The Bank of Ghana spent more than GH¢153 million in 2018 to print the country’s legal tender, the cedi. The figure covers the actual cost of printing the legal tender, agency fees paid to the intermediary firm that supervised the printing process as well as what the central bank describes as other currency expenses.

Speaking to this development on the Jolly Breakfast Show (JBS) on Skyy Power FM, Thursday, Dr. Tandoh said our handling of notes is what forces the apex bank into printing new notes every year.

‘‘There is the need to print new currency notes because the cedi notes spends less time in circulation than the life span of the average currency note and for a number of reasons. Our handling of the cedi notes is quite poor. We sometimes crumble currency notes instead of neatly folding them and this weakens the notes after a while. They can also get defaced when they are exposed to liquid water, oil and other liquid substances. This is what necessitated initiatives like #CareForTheCediCampaign by the Bank of Ghana a few years ago,’’ he said.

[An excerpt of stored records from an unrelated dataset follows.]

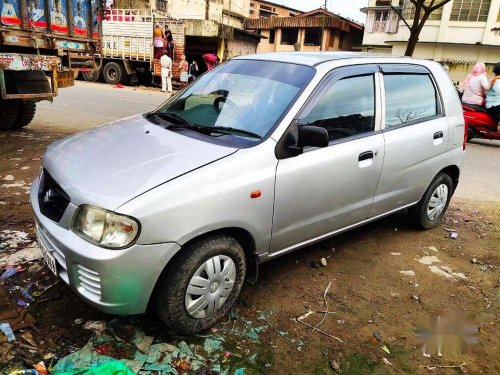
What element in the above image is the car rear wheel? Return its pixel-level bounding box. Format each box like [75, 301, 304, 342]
[410, 173, 453, 229]
[154, 235, 246, 334]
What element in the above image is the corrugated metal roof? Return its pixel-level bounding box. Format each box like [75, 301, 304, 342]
[245, 16, 350, 32]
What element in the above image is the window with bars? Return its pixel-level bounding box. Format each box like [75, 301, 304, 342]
[403, 0, 446, 21]
[450, 0, 491, 22]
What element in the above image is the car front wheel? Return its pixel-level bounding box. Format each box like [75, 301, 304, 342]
[410, 173, 453, 229]
[155, 235, 246, 334]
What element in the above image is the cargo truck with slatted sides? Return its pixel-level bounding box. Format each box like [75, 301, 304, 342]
[0, 0, 101, 130]
[82, 8, 185, 85]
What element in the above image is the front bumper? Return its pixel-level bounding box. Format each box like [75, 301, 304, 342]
[30, 178, 180, 315]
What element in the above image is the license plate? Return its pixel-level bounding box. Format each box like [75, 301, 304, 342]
[57, 70, 75, 88]
[38, 237, 57, 276]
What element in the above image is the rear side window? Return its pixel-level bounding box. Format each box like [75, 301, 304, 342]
[298, 74, 375, 142]
[384, 74, 438, 128]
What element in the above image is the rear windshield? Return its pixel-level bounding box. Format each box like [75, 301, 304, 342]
[156, 60, 315, 143]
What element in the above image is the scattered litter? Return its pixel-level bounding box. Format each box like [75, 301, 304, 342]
[83, 320, 106, 336]
[422, 362, 467, 374]
[380, 345, 391, 354]
[382, 357, 392, 366]
[399, 270, 415, 276]
[418, 255, 441, 266]
[311, 260, 321, 269]
[0, 267, 17, 280]
[0, 323, 16, 342]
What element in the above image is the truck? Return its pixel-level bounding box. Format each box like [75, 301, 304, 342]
[0, 0, 101, 130]
[82, 8, 185, 85]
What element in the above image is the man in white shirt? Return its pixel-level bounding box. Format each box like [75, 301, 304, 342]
[160, 50, 172, 93]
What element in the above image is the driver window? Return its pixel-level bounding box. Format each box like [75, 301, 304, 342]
[298, 74, 375, 142]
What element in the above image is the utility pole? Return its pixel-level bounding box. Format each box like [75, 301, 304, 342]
[319, 0, 328, 51]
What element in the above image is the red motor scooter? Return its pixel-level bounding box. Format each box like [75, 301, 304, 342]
[462, 104, 500, 141]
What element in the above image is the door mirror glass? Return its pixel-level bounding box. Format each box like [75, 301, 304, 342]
[297, 125, 330, 148]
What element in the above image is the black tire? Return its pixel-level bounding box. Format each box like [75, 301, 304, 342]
[13, 100, 36, 129]
[410, 173, 453, 229]
[82, 61, 102, 82]
[0, 99, 19, 130]
[102, 61, 127, 85]
[154, 235, 246, 335]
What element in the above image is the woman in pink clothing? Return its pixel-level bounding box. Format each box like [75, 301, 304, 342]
[461, 63, 490, 106]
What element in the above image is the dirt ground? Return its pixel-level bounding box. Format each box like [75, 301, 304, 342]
[0, 128, 500, 374]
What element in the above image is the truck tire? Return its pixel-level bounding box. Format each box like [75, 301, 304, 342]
[102, 61, 127, 85]
[13, 100, 36, 129]
[154, 235, 246, 335]
[82, 61, 102, 82]
[0, 99, 19, 130]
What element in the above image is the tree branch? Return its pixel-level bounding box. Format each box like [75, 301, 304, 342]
[391, 5, 411, 30]
[430, 0, 451, 12]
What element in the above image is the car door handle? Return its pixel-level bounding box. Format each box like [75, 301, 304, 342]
[434, 132, 444, 139]
[358, 151, 373, 161]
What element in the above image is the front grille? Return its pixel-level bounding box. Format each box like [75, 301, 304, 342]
[76, 264, 101, 299]
[38, 169, 70, 223]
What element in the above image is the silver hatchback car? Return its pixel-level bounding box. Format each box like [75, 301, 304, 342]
[31, 52, 465, 334]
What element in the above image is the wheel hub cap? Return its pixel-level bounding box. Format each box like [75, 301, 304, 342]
[427, 184, 448, 221]
[184, 255, 236, 319]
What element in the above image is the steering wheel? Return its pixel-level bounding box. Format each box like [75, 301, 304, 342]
[214, 96, 237, 112]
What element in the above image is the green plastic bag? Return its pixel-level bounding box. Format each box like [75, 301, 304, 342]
[54, 361, 135, 375]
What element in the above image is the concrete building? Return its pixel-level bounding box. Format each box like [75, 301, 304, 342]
[245, 7, 363, 52]
[362, 0, 500, 81]
[250, 0, 304, 19]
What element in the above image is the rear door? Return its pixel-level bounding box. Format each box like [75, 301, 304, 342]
[369, 64, 449, 217]
[271, 65, 384, 253]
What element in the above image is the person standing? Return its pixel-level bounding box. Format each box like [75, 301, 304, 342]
[179, 55, 189, 87]
[160, 50, 173, 93]
[486, 63, 500, 121]
[461, 63, 490, 106]
[188, 60, 200, 82]
[202, 53, 219, 70]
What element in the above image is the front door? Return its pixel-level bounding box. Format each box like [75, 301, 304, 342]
[271, 66, 384, 253]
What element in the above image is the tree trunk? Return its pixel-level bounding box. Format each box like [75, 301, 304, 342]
[405, 29, 420, 56]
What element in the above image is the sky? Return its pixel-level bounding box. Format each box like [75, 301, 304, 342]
[270, 0, 368, 23]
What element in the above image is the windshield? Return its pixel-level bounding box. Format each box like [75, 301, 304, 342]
[153, 60, 314, 142]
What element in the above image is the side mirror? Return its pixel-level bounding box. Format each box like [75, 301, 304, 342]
[288, 125, 330, 156]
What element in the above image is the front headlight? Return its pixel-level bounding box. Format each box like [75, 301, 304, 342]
[71, 205, 140, 249]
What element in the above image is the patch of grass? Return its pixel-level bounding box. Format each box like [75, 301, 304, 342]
[340, 353, 375, 375]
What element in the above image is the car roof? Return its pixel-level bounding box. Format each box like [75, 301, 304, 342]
[235, 52, 418, 66]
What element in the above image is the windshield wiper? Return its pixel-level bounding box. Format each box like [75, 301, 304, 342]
[153, 112, 189, 126]
[167, 122, 262, 139]
[208, 126, 262, 139]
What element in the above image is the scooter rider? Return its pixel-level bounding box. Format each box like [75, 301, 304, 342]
[486, 63, 500, 121]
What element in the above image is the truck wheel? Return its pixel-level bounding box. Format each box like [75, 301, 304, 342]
[82, 61, 102, 82]
[154, 235, 246, 335]
[410, 173, 453, 229]
[13, 100, 36, 129]
[0, 99, 19, 130]
[102, 62, 127, 85]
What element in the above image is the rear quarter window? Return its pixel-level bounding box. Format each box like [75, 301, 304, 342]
[384, 74, 439, 128]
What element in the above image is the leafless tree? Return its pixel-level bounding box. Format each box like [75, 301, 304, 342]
[391, 0, 451, 56]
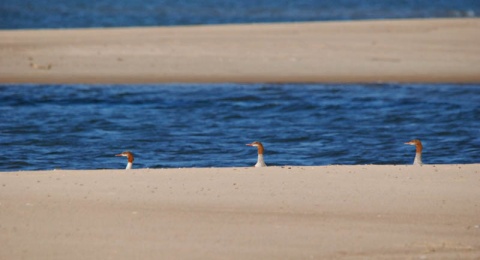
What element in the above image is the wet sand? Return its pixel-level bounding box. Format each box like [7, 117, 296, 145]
[0, 164, 480, 259]
[0, 18, 480, 84]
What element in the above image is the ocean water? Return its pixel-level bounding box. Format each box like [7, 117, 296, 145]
[0, 0, 480, 29]
[0, 84, 480, 171]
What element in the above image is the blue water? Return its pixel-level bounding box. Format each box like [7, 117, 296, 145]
[0, 84, 480, 171]
[0, 0, 480, 29]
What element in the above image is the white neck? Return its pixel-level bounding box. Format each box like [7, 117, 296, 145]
[413, 153, 423, 165]
[125, 162, 133, 170]
[255, 154, 267, 167]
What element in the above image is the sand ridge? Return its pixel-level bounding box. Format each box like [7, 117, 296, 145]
[0, 18, 480, 84]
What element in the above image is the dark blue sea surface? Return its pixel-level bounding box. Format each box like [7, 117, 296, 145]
[0, 84, 480, 171]
[0, 0, 480, 29]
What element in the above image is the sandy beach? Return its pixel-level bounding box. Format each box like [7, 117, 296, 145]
[0, 18, 480, 83]
[0, 18, 480, 259]
[0, 164, 480, 259]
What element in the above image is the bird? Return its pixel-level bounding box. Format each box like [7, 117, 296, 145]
[115, 151, 133, 170]
[247, 141, 267, 167]
[405, 139, 423, 165]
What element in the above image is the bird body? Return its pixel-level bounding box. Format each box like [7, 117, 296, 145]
[247, 141, 267, 167]
[115, 151, 134, 170]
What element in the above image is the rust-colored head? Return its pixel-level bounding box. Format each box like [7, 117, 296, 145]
[115, 151, 133, 163]
[247, 141, 264, 154]
[405, 139, 423, 153]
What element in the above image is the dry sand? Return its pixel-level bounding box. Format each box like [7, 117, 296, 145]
[0, 18, 480, 83]
[0, 164, 480, 259]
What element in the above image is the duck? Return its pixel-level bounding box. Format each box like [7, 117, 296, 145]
[115, 151, 133, 170]
[405, 139, 423, 165]
[247, 141, 267, 167]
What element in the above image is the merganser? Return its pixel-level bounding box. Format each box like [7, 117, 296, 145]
[115, 151, 133, 170]
[405, 139, 423, 165]
[247, 141, 267, 167]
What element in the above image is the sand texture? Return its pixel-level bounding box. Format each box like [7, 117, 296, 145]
[0, 164, 480, 259]
[0, 18, 480, 83]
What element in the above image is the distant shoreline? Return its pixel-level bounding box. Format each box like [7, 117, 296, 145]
[0, 18, 480, 84]
[0, 164, 480, 259]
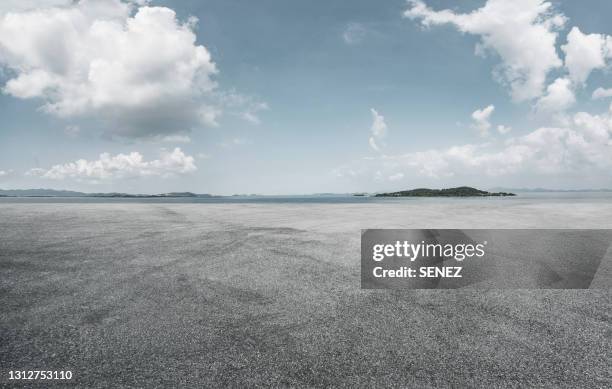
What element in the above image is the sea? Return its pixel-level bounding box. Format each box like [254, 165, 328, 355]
[0, 191, 612, 204]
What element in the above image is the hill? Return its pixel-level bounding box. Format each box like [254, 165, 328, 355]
[376, 186, 516, 197]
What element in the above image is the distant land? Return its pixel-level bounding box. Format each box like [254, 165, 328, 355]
[490, 187, 612, 193]
[376, 186, 516, 197]
[0, 186, 612, 198]
[0, 189, 214, 198]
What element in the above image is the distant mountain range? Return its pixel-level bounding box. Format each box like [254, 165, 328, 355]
[376, 186, 516, 197]
[0, 189, 213, 198]
[490, 187, 612, 193]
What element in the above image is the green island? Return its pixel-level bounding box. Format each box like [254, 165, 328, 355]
[376, 186, 516, 197]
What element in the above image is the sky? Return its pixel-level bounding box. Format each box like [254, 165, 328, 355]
[0, 0, 612, 194]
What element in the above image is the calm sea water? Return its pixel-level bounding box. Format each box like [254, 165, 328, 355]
[0, 192, 612, 204]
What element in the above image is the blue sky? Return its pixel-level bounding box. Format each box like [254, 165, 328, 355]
[0, 0, 612, 194]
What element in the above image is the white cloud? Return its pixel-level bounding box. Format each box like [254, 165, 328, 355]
[404, 0, 566, 101]
[335, 104, 612, 179]
[592, 88, 612, 100]
[389, 173, 404, 181]
[342, 22, 366, 45]
[64, 126, 81, 138]
[536, 78, 576, 112]
[219, 137, 249, 149]
[561, 27, 609, 84]
[472, 105, 495, 136]
[0, 0, 73, 16]
[368, 108, 387, 151]
[27, 147, 197, 181]
[0, 0, 219, 137]
[497, 124, 512, 135]
[159, 134, 191, 143]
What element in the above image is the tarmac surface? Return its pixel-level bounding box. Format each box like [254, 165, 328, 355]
[0, 200, 612, 388]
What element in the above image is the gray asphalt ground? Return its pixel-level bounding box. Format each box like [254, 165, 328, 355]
[0, 200, 612, 388]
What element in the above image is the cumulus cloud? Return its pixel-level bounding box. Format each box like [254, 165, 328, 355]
[27, 147, 197, 181]
[335, 104, 612, 179]
[561, 27, 612, 84]
[536, 77, 576, 112]
[342, 22, 366, 45]
[472, 105, 495, 136]
[497, 124, 512, 135]
[404, 0, 566, 101]
[592, 88, 612, 100]
[0, 0, 226, 137]
[369, 108, 387, 151]
[389, 173, 404, 181]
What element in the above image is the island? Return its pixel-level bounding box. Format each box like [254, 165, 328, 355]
[376, 186, 516, 197]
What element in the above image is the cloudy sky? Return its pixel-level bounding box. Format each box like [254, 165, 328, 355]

He added that while the figures may seem huge, it is as a result of the cost of production and the security of the notes.

‘’The cost if the printing material, the security features and other associated costs are key determinants in how much the apex bank spends on replacing lost and defaced currency notes. So it is generally expensive to print them. It is worth pointing out that Ghana spends less in printing than other countries do and it is because we print less notes than they do,’’ he told Samuel Kojo Brace on the JBS.

The central bank’s 2018 annual report indicated that the total cost of printing was around GH¢146.7 million, agency fees summed up to GH¢2 million and over GH¢4 million spent on other unclassified expenses.